"In this agency, the biggest waste is its top management."
Incredible incompetence and large-scale corruption. This is the situation at the country’s leading health insurance agency, the state-run Philippine Health Insurance Corp. or PhilHealth. The top management of PhilHealth appears to me like a big-time criminal syndicate systematically pillaging and plundering, ala Genghis Khan, an agency that has an annual money of P150 billion. Reports say, as much as P15 billion has been plundered at PhilHealth under present management, by the so-called Mindanao Mafia. That may be small change.
Add the budget of the Department of Health of P175 billion, and government’s outlay for Health is actually P325.8 billion – the third largest after the P692.6 billion of Education, and P581.7 billion of Public Works.
Yet, that budget is nowhere to be felt. The Philippines is the hottest spot for COVID-19 in the 11-nation ASEAN, with 136,638 cases, 9,555 more cases than No. 2, Indonesia which has 127,083.
Globally, the Philippines is No. 22 in number of COVID cases. Excluding India, Pakistan and Bangladesh, the Philippines is the worst performer in Asia. Based on its Health budget of P325.8 billion, the government should be spending P3,000 of taxpayers’ money for every Filipino. Yet, when they get sick, as millions do now, they don’t get a single peso to buy aspirin.

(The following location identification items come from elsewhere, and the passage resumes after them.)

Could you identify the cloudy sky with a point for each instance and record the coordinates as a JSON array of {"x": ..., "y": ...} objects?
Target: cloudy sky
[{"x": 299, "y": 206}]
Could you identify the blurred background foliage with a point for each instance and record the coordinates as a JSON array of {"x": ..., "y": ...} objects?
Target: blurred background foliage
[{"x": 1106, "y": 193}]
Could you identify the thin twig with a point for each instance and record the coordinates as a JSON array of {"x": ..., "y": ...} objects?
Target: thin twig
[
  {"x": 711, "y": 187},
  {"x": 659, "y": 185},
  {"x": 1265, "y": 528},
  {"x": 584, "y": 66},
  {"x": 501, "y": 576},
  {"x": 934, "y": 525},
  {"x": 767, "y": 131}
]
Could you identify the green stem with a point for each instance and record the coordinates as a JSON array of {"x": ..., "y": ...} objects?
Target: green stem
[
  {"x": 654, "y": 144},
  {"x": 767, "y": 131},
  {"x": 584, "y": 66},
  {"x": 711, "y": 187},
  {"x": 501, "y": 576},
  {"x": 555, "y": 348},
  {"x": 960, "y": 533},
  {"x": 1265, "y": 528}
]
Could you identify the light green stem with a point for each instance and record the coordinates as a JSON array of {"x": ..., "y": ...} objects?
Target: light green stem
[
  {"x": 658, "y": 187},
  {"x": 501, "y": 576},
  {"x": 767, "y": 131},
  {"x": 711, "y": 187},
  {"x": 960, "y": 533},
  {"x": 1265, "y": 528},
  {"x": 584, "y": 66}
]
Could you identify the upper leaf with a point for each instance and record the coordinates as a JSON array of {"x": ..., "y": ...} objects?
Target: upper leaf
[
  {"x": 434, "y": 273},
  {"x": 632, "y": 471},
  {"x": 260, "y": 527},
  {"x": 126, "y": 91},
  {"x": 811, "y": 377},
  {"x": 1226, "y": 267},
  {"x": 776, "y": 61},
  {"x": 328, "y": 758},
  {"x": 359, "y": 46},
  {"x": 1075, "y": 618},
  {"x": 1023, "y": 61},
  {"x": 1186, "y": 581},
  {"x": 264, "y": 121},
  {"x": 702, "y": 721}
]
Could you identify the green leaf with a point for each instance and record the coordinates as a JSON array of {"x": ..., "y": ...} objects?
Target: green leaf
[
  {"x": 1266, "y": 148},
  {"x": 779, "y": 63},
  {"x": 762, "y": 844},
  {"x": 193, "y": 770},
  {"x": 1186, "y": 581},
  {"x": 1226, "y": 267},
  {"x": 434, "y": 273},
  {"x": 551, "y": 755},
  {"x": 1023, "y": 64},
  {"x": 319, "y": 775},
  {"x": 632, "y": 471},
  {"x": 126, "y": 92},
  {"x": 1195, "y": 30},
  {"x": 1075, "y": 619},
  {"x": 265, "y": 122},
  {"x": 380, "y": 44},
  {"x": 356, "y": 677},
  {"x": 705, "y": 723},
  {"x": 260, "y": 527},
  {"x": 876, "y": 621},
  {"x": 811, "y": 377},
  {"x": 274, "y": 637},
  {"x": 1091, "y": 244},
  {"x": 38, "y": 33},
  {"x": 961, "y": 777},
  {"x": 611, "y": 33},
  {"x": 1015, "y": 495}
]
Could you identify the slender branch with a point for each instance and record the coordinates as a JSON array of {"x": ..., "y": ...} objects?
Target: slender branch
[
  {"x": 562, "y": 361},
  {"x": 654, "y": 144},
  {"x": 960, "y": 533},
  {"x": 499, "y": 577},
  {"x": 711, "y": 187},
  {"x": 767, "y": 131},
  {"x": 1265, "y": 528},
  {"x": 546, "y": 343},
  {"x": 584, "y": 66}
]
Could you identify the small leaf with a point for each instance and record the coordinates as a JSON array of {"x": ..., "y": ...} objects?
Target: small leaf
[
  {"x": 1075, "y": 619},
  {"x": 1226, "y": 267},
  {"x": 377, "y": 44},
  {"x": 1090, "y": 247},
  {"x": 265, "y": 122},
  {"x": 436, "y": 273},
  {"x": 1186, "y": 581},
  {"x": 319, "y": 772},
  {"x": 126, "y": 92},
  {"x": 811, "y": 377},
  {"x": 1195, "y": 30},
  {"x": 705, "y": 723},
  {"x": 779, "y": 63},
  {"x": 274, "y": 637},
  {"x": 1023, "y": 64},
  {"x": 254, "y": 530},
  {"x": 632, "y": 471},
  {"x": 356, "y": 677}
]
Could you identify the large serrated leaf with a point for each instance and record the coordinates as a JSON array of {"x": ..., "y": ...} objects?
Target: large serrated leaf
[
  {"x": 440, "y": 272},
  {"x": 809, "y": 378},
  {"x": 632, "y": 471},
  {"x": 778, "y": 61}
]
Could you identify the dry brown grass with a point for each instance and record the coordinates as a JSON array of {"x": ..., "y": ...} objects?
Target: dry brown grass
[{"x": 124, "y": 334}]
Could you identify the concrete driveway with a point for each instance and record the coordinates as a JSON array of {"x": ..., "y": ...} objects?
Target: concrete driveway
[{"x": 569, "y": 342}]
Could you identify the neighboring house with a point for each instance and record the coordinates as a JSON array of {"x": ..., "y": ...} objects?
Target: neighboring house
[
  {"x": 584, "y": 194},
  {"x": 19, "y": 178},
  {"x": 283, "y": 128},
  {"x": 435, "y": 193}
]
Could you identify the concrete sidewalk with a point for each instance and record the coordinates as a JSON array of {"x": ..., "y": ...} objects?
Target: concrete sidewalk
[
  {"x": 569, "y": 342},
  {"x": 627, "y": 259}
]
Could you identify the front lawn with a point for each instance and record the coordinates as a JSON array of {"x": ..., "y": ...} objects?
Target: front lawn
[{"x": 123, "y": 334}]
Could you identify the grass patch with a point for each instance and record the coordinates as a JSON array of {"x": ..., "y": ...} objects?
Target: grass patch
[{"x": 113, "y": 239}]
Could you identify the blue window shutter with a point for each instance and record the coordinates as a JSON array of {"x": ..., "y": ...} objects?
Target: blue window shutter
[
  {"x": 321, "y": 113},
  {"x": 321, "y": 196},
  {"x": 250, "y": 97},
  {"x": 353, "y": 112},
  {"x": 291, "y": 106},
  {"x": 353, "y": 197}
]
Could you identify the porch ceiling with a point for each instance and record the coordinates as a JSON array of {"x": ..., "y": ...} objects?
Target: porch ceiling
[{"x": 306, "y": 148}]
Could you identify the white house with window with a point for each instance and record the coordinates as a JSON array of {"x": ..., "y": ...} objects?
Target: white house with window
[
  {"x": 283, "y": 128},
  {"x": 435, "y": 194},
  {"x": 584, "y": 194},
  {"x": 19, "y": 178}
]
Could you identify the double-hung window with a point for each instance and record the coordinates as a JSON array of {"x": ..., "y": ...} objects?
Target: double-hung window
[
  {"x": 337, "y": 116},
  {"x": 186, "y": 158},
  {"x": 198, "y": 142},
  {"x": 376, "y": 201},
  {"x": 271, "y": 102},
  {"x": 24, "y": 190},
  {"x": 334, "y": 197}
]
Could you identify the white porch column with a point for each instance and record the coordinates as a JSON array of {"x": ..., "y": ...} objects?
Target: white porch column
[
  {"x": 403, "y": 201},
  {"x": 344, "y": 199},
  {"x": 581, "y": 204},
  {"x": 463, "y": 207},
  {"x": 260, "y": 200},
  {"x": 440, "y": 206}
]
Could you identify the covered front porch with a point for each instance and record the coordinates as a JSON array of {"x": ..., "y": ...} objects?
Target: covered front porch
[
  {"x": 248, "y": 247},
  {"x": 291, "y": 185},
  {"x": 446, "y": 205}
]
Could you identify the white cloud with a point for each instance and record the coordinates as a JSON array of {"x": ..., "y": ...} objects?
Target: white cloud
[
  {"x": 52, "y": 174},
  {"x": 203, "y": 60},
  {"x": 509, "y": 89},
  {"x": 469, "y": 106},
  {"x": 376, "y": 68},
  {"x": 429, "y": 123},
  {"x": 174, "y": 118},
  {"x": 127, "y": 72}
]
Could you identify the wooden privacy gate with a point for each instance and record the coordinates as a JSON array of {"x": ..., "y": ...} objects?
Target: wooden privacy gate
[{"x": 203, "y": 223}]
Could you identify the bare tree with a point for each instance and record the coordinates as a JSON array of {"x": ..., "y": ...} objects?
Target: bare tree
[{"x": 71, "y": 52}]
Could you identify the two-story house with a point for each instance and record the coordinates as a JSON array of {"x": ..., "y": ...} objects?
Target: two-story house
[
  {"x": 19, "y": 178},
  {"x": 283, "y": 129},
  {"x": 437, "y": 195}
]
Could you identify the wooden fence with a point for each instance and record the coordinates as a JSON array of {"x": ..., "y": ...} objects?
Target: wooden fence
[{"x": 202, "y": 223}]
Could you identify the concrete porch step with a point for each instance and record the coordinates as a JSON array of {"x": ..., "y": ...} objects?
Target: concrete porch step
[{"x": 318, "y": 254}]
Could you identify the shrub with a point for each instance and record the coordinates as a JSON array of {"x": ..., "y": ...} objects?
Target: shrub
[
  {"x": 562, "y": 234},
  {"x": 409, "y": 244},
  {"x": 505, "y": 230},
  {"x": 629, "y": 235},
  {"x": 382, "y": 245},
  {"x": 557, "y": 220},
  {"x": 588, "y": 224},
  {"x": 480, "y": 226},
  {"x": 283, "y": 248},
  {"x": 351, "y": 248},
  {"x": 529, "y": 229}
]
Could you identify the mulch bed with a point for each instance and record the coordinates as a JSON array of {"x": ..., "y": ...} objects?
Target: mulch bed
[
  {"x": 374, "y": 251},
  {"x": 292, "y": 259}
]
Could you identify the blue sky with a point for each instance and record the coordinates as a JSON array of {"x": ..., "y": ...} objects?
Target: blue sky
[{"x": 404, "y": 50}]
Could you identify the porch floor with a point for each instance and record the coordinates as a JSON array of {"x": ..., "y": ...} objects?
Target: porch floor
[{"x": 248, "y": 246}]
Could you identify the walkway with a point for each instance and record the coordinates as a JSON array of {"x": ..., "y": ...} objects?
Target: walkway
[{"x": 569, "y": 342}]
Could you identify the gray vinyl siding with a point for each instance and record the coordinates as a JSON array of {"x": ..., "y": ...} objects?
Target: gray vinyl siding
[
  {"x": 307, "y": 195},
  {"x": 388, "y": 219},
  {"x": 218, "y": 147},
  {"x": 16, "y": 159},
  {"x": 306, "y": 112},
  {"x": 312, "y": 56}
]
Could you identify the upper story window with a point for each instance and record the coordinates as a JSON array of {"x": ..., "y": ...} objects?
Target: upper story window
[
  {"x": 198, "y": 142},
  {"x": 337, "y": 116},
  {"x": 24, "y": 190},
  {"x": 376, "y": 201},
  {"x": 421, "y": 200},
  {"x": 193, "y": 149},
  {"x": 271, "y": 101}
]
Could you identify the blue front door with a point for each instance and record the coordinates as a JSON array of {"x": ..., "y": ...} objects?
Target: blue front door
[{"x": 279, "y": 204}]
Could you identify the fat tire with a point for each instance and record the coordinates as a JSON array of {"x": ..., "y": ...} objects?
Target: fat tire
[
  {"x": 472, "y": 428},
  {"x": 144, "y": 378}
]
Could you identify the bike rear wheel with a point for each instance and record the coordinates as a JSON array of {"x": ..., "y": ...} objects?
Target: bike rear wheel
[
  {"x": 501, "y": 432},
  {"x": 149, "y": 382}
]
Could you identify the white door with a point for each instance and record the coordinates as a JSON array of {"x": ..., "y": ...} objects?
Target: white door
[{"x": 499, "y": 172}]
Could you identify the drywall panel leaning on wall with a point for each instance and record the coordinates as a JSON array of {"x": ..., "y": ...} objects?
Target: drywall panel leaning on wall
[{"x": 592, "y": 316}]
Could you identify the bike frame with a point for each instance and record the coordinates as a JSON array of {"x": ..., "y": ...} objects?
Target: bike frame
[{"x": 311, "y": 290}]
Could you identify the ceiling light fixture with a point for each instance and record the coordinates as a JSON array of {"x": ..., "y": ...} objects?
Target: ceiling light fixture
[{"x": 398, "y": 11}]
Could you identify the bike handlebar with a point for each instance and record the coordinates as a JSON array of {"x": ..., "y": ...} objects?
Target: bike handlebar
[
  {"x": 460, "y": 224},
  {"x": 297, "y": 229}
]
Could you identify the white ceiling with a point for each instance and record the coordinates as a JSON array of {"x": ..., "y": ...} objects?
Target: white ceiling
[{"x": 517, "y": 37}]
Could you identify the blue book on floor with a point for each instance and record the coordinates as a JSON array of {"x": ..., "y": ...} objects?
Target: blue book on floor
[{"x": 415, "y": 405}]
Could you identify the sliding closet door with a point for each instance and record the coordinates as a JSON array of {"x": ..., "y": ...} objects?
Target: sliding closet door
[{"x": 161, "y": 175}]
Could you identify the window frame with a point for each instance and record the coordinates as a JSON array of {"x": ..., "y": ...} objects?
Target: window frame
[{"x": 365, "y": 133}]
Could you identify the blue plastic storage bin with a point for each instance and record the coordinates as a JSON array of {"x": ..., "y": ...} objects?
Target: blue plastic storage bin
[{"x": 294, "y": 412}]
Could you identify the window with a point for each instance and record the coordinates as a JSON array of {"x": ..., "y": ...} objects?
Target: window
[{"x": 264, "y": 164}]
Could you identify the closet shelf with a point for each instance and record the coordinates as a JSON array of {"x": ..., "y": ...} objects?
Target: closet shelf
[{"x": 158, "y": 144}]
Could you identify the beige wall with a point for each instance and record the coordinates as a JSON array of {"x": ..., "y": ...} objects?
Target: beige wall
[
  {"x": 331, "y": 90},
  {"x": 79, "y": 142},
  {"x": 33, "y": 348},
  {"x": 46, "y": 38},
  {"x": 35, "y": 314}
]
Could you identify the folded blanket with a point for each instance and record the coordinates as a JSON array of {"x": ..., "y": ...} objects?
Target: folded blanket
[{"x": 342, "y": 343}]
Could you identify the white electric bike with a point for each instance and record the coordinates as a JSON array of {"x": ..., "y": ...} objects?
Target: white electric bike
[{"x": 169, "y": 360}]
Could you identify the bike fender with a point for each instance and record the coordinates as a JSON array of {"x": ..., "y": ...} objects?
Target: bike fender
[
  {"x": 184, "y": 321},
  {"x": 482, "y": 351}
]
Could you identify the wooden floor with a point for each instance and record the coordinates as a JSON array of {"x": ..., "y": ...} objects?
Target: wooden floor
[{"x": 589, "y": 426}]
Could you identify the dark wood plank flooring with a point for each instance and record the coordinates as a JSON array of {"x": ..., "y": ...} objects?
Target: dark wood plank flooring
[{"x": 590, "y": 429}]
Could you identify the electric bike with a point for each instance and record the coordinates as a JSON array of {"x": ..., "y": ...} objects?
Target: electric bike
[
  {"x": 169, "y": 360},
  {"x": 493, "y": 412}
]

Yet again, some claimants, per the Senate hearings, are encouraged to seek refund of P32,000, the budget for pneumonia, for sickness that could only be simple cold or something less benign than pneumonia.
Small, unheard of rural hospitals, with beds of as small as ten, get millions from PhilHealth, while bigger hospitals are made to wait for eternity for refunds amounting to billions. In the bailiwick of opposition leader Senator Frank Drilon, Iloilo hospitals have difficulty securing refunds from PhilHealth. “The criteria is vindictiveness,” snapped Drilon.
The guy in charge of PhilHealth as president and CEO, is a general, Ricardo Morales. His biggest management experience is as camp commander of Fort Bonifacio, the Army headquarters. If you believe my friend Ramon Tulfo, the general’s main job was to take care of waste disposal at the sprawling camp.
At PhilHealth, the biggest waste is its top management. Having the experience with waste, Morales should have revamped his top management which has become a criminal syndicate. Asked yesterday by Senator Grace Poe what his qualification or contribution to the Health sector is, Morales dead-panned: “I am a senior citizen, ma’am. That’s the only contribution I can show.”
Annually, for the last three years, PhilHealth’s financial statements could not pass muster the approval of auditors. Even Morales himself has no record of having passed a performance audit. In measures of performance, such as satisfying its stakeholders (the insured) and delivering services on time and adequately, Morales was found below average, the Senate hearing discovered.
Listening to the Senate hearings into anomalies and shenanigans at PhilHealth, one cannot but feel a sense of outrage and anger at how things have deteriorated at the state health insurance agency. That is tragic, given the worst global health crisis to overwhelm us in the last 100 years.
At the hearings, it was revealed that PhilHealth has in its roster more than 20,000 who are centenarians – 100 years or older. Scientists should look into Philippine anthropology—we have the longest living mammals on earth. As if that were not enough, PhilHealth also has in its records thousands of very young senior citizens, very young, below 60 and as young as 18. They draw senior citizens’ benefits, because by law, senior citizens are automatically enrolled as insured. There are about 8 million senior Filipinos, per PhilHealth records.
The Philippine Statistics Authority (PSA) should review this system of declaring centenarians who do not exist and senior citizens who are not senior citizens. We might be able to maximize our so-called “demographic dividend.” We seem to be the youngest country on earth and at the same time, we are also the oldest country on earth.
PhilHealth is also capable of comedy. It created an Integrity Committee ostensibly to promote the culture of integrity in the system. But the guy, a lawyer-SVP, appointed as head of the Integrity Committee, was himself found guilty of corruption, in 2005, for overpricing the building of PhilHealth on East Avenue in suburban Quezon City. This same guy beats Superman and can be in two places at the same time. He heads PhilHealth legal in Region I (Ilocos Region) and Davao, a distance of 2,000 kms.
Speaking of Region I, did you know that the PhilHealth Building in the region is rented from the family of Health Secretary Francisco Duque, who is chairman of PhilHealth? Duque used to be PhilHealth president too. That gives new meaning to social distancing, which is may explain why the pandemic of corruption at PhilHealth continues to ravage the agency.